Klasifikasi hutan berdasarkan ketinggian tempat diantaranya Hutan mangrove. Hutan mangrove adalah hutan yang berada di daerah tepi pantai yang dipengaruhi oleh pasang surut air laut, sehingga lantai hutannya selalu tergenang air.  Menurut Steenis (1978) mangrove adalah vegetasi hutan yang tumbuh diantara garis pasang surut. Nybakken (1988) bahwa hutan mangrove adalah sebutan umum yang digunakan untuk menggambarkan suatu komunitas pantai tropic yang didominasi oleh beberapa spesies pohon yang khas atau semak-semak yang mempunyai kemampuan untuk tumbuh dalam perairan asin.

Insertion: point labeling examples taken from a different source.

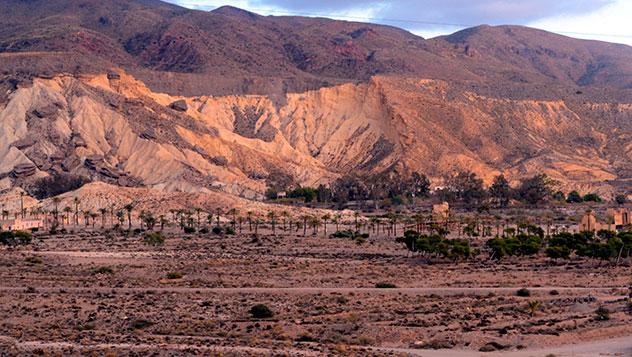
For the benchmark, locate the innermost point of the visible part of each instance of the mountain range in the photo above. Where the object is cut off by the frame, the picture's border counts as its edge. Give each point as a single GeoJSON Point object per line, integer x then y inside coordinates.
{"type": "Point", "coordinates": [145, 93]}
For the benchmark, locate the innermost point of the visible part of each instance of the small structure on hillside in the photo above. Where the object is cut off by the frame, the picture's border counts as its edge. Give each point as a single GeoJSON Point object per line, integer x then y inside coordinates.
{"type": "Point", "coordinates": [441, 212]}
{"type": "Point", "coordinates": [19, 224]}
{"type": "Point", "coordinates": [620, 217]}
{"type": "Point", "coordinates": [617, 219]}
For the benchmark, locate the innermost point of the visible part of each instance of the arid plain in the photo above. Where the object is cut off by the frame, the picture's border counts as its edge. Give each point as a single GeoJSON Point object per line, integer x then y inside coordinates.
{"type": "Point", "coordinates": [86, 292]}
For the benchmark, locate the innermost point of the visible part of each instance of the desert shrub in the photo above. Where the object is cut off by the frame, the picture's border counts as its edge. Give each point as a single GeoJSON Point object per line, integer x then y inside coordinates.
{"type": "Point", "coordinates": [154, 238]}
{"type": "Point", "coordinates": [592, 197]}
{"type": "Point", "coordinates": [556, 252]}
{"type": "Point", "coordinates": [103, 270]}
{"type": "Point", "coordinates": [261, 311]}
{"type": "Point", "coordinates": [56, 185]}
{"type": "Point", "coordinates": [523, 292]}
{"type": "Point", "coordinates": [138, 324]}
{"type": "Point", "coordinates": [385, 285]}
{"type": "Point", "coordinates": [33, 260]}
{"type": "Point", "coordinates": [343, 234]}
{"type": "Point", "coordinates": [436, 244]}
{"type": "Point", "coordinates": [574, 197]}
{"type": "Point", "coordinates": [602, 314]}
{"type": "Point", "coordinates": [520, 245]}
{"type": "Point", "coordinates": [174, 275]}
{"type": "Point", "coordinates": [15, 238]}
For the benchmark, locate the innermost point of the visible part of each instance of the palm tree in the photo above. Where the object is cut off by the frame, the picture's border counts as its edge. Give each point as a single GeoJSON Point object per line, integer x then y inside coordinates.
{"type": "Point", "coordinates": [257, 222]}
{"type": "Point", "coordinates": [233, 212]}
{"type": "Point", "coordinates": [103, 212]}
{"type": "Point", "coordinates": [56, 201]}
{"type": "Point", "coordinates": [285, 215]}
{"type": "Point", "coordinates": [249, 216]}
{"type": "Point", "coordinates": [76, 202]}
{"type": "Point", "coordinates": [325, 218]}
{"type": "Point", "coordinates": [336, 220]}
{"type": "Point", "coordinates": [129, 208]}
{"type": "Point", "coordinates": [163, 221]}
{"type": "Point", "coordinates": [218, 212]}
{"type": "Point", "coordinates": [120, 216]}
{"type": "Point", "coordinates": [67, 211]}
{"type": "Point", "coordinates": [197, 212]}
{"type": "Point", "coordinates": [86, 216]}
{"type": "Point", "coordinates": [22, 193]}
{"type": "Point", "coordinates": [314, 223]}
{"type": "Point", "coordinates": [93, 215]}
{"type": "Point", "coordinates": [240, 220]}
{"type": "Point", "coordinates": [272, 217]}
{"type": "Point", "coordinates": [305, 218]}
{"type": "Point", "coordinates": [533, 307]}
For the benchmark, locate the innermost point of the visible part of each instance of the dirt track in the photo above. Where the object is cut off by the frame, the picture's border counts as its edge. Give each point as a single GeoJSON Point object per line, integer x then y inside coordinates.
{"type": "Point", "coordinates": [57, 295]}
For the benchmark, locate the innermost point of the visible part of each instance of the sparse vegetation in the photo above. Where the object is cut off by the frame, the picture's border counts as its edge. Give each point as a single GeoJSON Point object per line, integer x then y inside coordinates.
{"type": "Point", "coordinates": [261, 311]}
{"type": "Point", "coordinates": [154, 238]}
{"type": "Point", "coordinates": [523, 292]}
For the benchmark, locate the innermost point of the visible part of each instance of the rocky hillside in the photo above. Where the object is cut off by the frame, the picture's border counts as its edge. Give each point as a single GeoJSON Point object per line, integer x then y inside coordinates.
{"type": "Point", "coordinates": [143, 93]}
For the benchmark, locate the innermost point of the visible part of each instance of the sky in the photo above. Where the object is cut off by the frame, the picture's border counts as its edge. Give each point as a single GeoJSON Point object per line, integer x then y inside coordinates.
{"type": "Point", "coordinates": [606, 20]}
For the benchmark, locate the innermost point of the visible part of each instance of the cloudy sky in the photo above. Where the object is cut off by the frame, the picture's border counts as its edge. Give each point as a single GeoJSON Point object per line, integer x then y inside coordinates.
{"type": "Point", "coordinates": [607, 20]}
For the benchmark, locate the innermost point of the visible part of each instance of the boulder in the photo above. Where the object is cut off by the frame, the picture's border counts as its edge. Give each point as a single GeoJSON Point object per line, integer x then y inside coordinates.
{"type": "Point", "coordinates": [78, 141]}
{"type": "Point", "coordinates": [107, 172]}
{"type": "Point", "coordinates": [70, 163]}
{"type": "Point", "coordinates": [24, 143]}
{"type": "Point", "coordinates": [94, 161]}
{"type": "Point", "coordinates": [179, 105]}
{"type": "Point", "coordinates": [219, 160]}
{"type": "Point", "coordinates": [148, 135]}
{"type": "Point", "coordinates": [113, 75]}
{"type": "Point", "coordinates": [24, 170]}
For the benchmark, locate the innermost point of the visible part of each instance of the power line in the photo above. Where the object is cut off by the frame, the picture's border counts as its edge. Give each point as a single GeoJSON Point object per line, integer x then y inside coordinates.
{"type": "Point", "coordinates": [422, 22]}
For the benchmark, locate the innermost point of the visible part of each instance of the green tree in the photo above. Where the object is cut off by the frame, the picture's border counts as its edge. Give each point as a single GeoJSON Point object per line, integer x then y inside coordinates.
{"type": "Point", "coordinates": [535, 190]}
{"type": "Point", "coordinates": [129, 208]}
{"type": "Point", "coordinates": [500, 191]}
{"type": "Point", "coordinates": [574, 197]}
{"type": "Point", "coordinates": [592, 197]}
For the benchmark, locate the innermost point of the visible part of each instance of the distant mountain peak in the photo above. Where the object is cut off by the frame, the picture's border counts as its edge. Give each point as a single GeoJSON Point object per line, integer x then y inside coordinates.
{"type": "Point", "coordinates": [235, 11]}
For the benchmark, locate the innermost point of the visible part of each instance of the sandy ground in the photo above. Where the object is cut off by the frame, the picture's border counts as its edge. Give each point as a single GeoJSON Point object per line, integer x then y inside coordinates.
{"type": "Point", "coordinates": [86, 293]}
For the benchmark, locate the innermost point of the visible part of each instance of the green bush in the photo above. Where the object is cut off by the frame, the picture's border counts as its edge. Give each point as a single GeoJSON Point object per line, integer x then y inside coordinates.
{"type": "Point", "coordinates": [261, 311]}
{"type": "Point", "coordinates": [602, 314]}
{"type": "Point", "coordinates": [154, 239]}
{"type": "Point", "coordinates": [33, 260]}
{"type": "Point", "coordinates": [384, 285]}
{"type": "Point", "coordinates": [436, 244]}
{"type": "Point", "coordinates": [523, 292]}
{"type": "Point", "coordinates": [174, 275]}
{"type": "Point", "coordinates": [103, 270]}
{"type": "Point", "coordinates": [15, 238]}
{"type": "Point", "coordinates": [556, 252]}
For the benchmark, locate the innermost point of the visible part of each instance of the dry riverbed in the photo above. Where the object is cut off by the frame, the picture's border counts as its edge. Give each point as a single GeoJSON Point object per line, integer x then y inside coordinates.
{"type": "Point", "coordinates": [113, 295]}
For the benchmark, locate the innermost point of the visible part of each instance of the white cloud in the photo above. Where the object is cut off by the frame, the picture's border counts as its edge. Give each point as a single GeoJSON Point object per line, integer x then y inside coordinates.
{"type": "Point", "coordinates": [589, 19]}
{"type": "Point", "coordinates": [613, 20]}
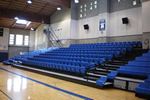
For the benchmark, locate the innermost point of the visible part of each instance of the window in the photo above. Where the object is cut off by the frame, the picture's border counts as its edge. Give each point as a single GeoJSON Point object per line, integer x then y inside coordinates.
{"type": "Point", "coordinates": [11, 39]}
{"type": "Point", "coordinates": [19, 39]}
{"type": "Point", "coordinates": [26, 40]}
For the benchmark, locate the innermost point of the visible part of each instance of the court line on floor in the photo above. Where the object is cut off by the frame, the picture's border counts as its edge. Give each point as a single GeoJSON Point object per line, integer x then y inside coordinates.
{"type": "Point", "coordinates": [6, 94]}
{"type": "Point", "coordinates": [48, 85]}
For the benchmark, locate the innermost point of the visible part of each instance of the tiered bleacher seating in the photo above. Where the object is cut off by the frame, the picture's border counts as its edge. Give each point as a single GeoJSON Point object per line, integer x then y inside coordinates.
{"type": "Point", "coordinates": [139, 67]}
{"type": "Point", "coordinates": [78, 58]}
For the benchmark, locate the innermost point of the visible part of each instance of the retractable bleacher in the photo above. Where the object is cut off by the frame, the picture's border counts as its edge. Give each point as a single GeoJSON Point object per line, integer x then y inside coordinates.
{"type": "Point", "coordinates": [89, 62]}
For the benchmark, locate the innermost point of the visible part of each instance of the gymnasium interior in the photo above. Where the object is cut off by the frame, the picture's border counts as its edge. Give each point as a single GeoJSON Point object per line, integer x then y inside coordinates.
{"type": "Point", "coordinates": [74, 50]}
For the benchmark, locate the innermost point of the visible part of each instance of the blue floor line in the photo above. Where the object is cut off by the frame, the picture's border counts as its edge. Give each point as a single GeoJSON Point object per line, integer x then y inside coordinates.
{"type": "Point", "coordinates": [50, 86]}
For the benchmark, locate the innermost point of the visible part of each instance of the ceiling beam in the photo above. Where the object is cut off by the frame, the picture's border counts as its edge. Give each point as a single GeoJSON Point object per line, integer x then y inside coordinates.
{"type": "Point", "coordinates": [33, 17]}
{"type": "Point", "coordinates": [62, 3]}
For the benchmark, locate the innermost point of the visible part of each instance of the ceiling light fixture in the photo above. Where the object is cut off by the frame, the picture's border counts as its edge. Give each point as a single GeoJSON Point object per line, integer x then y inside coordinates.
{"type": "Point", "coordinates": [59, 8]}
{"type": "Point", "coordinates": [21, 21]}
{"type": "Point", "coordinates": [32, 29]}
{"type": "Point", "coordinates": [29, 1]}
{"type": "Point", "coordinates": [16, 18]}
{"type": "Point", "coordinates": [76, 1]}
{"type": "Point", "coordinates": [134, 2]}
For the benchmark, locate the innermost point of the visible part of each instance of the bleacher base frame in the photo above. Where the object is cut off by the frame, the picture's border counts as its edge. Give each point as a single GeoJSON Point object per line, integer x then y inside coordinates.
{"type": "Point", "coordinates": [79, 80]}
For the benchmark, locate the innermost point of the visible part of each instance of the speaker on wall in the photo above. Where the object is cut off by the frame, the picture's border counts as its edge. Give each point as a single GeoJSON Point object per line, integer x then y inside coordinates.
{"type": "Point", "coordinates": [86, 27]}
{"type": "Point", "coordinates": [125, 20]}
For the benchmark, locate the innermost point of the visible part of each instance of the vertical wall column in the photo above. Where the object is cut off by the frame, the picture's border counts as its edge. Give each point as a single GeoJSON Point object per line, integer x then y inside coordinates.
{"type": "Point", "coordinates": [146, 23]}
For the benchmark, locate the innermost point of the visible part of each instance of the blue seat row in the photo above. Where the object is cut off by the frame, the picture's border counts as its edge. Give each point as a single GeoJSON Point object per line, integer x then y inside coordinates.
{"type": "Point", "coordinates": [58, 66]}
{"type": "Point", "coordinates": [77, 58]}
{"type": "Point", "coordinates": [139, 67]}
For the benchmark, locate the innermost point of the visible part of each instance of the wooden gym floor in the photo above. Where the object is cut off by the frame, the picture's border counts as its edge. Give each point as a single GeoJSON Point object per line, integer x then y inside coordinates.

            Fungsi ekosistem mangrove  mencakup fungsi  fisik (menjaga garis pantai agar tetap stabil, melindungi pantai dari erosi laut/abrasi, intrusi air laut, mempercepat perluasan lahan, dan mengolah bahan limbah), fungsi biologis (tempat pembenihan ikan, udang, tempat pemijahan beberapa biota air, tempat bersarangnya burung, habitat alami bagi berbagai jenis biota) dan fungsi ekonomi (sumber bahan baker, pertambakan, tempat pembuatan garam, bahan bangunan dll. (Naamin, 1990), makanan, obat-obatan & minuman, gula alcohol, asam cuka, perikanan, pertanian, pakan ternak, pupuk, produksi kertas & tannin dll. Menurut Wada (1999) bahwa 80% dari  ikan komersial yang tertangkap di perairan lepas/dan pantai ternyata mempunyai hubungan erat dengan rantai makanan yang terdapat dalam ekosistem mangrove. Hal ini membuktikan bahwa kawasan mangrove telah menjadi  kawasan tempat breeding & nurturing bagi ikan-ikan dan beberapa biota laut lainnya. Hutan mangrove juga berfungsi sebagai habitat satwa liar, penahan angina laut, penahan sediment yang terangkut dari bagian hulu dan sumber nutrisi biota laut.
            Kusmana (1996) menyatakan bahwa hutan mangrove berfungsi sebagai: 1) penghalang terhadap erosi pantai dan gempuran ombak yang kuat; 2) pengolah limbah organic; 3) tempat mencari makan, memijah dan bertelur berbagai biota laut; 4) habitat berbagai jenis margasatwa; 5) penghasil kayu dan non kayu; 6) potensi ekoturisme.
            Gosalam et al. (2000) telah mengisolasi bakteri dari ekosistem hutan mangrove yang mampu mendegradasi residu minyak bumi yaitu Alcaligenes faecalis, Pseudomonas pycianea, Corynebacterium pseudodiphtheriticum, Rothia sp., Bacillus coagulans, Bacillus brevis dan Flavobacterium sp.